Danger Ace wrote:
I recently picked upa Star Trek magazine off the newstand wherein they had an article on the "Top 100 Moments in Star Trek." In the number two spot was the inter-racial kiss between Kirk and Uhura from "Plato's Stepchildren", and it was being hailed as an advancement. I could never get behind that notion.
Because it is painfully clear in the episode that neither Kirk nor Uhura were acting of their own free-will. They were forced, and that it is, by every definition, rape! It was, in fact, made worse by imagery of a white-on-black rape (though Kirk was just as much a victim - please no, "you can't rape the willing" snarkiness) especially in those volatile times.
So again, why is it celebrated? Was it truly a positive depiction? Did it really break a barrier? Do folks get so wrapped in wanting to praise the series that they feel justified in manufacturing and misrepresenting things?

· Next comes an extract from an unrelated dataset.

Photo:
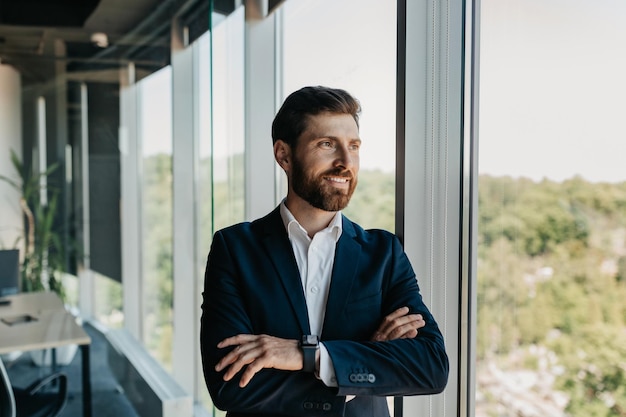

The core of the question is why is this important. The first inter-racial kiss broadcast on US television.
The answer, is that it is symbolism for something much greater, that of equality for all despite your origins.
And perhaps when you search the best word to describe, may I pose this hypothetical. When your great Aunt Betty wants a kiss from her young nephew Johnny and Johnny is compelled to submit; is Aunt Betty "raping" a kiss out of Johnny.